With my baby girl in tow, I walked into the church and found it to be a special service that day. God’s incredible timing! There were abuse survivors talking about how they’d built happy, healthy lives. When I looked around the room, people were crying, people were applauding.
That was the moment that I thought, "Maybe I've got this all wrong, maybe it's not shameful what happened to me, maybe there is hope.”
I put my hand up in that service and went, "Yep, I want what they've all got. I don't know what that means, but I want a relationship with Jesus if that's truly how much he loves me.”
I accepted Christ into my life that day. And really, in a short period of time, I just fell in love with Jesus. I rebuilt my life based on who he said I was — that I was precious, loved and created for a purpose.

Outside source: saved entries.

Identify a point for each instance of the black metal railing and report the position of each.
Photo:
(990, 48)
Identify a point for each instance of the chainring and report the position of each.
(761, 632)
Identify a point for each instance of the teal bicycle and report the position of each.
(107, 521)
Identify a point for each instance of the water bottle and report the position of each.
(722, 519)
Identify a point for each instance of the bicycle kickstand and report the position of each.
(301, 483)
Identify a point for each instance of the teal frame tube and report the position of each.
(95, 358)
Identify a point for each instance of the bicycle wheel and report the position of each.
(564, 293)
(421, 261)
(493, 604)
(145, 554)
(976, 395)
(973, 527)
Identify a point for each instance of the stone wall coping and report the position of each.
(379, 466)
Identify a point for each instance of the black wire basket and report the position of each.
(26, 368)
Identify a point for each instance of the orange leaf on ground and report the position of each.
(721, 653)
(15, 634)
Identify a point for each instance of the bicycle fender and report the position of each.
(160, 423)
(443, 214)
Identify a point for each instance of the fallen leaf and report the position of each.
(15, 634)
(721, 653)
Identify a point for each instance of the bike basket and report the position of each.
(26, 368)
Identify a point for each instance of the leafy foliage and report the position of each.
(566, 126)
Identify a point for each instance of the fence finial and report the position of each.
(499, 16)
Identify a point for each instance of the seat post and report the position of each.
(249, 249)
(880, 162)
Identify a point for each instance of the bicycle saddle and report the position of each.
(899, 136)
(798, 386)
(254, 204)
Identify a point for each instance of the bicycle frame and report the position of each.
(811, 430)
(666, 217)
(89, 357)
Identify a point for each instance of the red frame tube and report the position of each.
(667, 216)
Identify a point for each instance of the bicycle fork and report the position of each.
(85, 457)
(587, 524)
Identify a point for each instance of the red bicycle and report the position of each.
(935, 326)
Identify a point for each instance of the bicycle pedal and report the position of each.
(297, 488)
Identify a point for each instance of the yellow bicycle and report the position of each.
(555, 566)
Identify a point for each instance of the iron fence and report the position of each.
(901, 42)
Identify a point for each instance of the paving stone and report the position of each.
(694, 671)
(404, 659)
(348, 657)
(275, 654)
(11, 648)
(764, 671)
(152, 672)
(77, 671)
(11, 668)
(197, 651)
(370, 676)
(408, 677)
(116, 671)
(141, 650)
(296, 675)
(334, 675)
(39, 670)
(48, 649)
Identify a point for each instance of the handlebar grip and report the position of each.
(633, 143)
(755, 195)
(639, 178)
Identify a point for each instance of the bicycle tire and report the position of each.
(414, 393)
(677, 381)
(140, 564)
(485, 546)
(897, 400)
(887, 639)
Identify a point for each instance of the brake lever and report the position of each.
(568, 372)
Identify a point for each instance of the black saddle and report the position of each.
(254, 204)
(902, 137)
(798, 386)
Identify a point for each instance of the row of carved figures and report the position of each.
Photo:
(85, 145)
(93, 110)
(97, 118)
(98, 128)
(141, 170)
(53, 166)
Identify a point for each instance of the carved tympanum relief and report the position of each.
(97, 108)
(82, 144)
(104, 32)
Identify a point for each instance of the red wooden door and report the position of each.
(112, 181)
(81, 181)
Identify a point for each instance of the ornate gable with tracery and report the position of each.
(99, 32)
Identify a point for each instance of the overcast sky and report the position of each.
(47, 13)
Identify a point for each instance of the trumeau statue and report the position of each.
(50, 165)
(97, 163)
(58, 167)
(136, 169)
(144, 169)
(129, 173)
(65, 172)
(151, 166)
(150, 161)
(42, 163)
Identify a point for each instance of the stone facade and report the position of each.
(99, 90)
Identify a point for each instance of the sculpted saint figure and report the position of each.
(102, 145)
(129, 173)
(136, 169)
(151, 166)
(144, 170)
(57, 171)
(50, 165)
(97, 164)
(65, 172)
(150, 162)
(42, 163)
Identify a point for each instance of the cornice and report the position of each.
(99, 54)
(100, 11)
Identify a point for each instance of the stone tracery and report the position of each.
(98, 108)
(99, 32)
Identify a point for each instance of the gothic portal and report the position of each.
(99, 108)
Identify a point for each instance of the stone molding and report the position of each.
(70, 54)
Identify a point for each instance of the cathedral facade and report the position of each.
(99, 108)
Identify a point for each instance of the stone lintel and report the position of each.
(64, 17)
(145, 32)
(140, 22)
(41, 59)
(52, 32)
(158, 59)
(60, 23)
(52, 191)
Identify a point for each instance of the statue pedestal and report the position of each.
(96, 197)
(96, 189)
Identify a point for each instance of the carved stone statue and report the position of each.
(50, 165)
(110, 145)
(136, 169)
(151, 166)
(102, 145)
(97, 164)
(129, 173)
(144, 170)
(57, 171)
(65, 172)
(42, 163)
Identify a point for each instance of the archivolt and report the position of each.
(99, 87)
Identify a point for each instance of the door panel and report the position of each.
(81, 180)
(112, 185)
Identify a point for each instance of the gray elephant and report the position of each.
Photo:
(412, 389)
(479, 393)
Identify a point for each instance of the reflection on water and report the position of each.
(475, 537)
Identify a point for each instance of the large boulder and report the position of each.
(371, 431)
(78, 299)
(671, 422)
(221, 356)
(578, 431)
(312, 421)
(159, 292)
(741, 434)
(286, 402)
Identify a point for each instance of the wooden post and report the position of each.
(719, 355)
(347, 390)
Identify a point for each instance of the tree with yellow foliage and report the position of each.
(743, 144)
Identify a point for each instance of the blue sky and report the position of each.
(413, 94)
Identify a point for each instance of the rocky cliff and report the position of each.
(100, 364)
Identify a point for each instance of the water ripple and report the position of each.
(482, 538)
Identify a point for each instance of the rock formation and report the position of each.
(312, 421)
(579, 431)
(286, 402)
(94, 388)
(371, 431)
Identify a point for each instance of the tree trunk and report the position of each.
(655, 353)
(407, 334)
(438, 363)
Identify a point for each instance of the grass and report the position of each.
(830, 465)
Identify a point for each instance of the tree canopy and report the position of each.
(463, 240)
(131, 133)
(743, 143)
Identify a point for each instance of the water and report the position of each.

I served in that church for 17 years, went to Bible college, and I was asked to volunteer at a residential rehab for young women, which I absolutely loved. I went to university, got my counselling qualification, an Applied Social Science and Management degree, and I've worked in community services ever since.
Salvation Army service and care
I work for the Salvos now — as a Freedom Pathways Support Worker — which is just awesome.
My role there is to listen to, care for, and connect people with services and support to help them get back on their feet. It doesn't matter what they've got going on, it’s about meeting them where they are at, it’s about saying "Hey, I get it" — homelessness, trauma, addiction, I know that journey is tough, but there is hope.
I just love it. I go to work every day, grateful and energised.
Find a place to experience God’s promise of peace – celebrate Easter at your local Salvos.
It all sounds so simple when you share your story quickly. Of course, there have been bumps in the road, but life has changed so much. I am married to a beautiful man who my children call ‘Dad’, who has been part of our lives for more than 10 years, and who has encouraged me so much to share my story as an encouragement to others.
When I began to search for the ‘whys’ behind the ‘whats’, I was able to clearly identify that many of the choices I made in my life were formed on the basis of how I saw myself. I knew that if I was going to change my life, I first had to rebuild my identity. But how do you do that?
For me, I had to discover who God said I was, and why I was on this Earth in the first place. What was my purpose?
My faith in God is unapologetically the reason I believe that I am alive and fulfilled today. I had always hoped that one day my lifelong mess would become my message [of faith], and that my message — like the one I heard the day I ran into church for myself, with my newborn daughter in my arms and in desperate need of hope — would touch someone who is searching for answers.
My life today is full of faith, love, safety, peace, happiness, success, travel and career satisfaction. My children and I share and celebrate — on a daily basis — our dreams, laughter, independence, strength, hope and, most of all, our happy, healthy and thriving family.
I am so very grateful!
Easter hope and grace
Easter, for me, is a special time. It means hope and it means grace.
I remember when I first read the Old Testament in the Bible. I was so confused as I was like, "Oh my gosh, this is really intense and I'm never going to measure up to God’s standard.” And then I learned that was the whole reason that Jesus came and died on the cross — so I could meet God’s standard, without having to do anything. He did it for me, and for everyone. The amount of gratitude and overwhelming joy I felt was unbelievable. It continually overwhelms me!
For everyone reading this, I hope you have a beautiful Easter and please know, no matter how hard and dark life looks, there is hope and there is grace enough for us all. No matter how terrible the battle scars you are carrying, they, like you, are beautiful!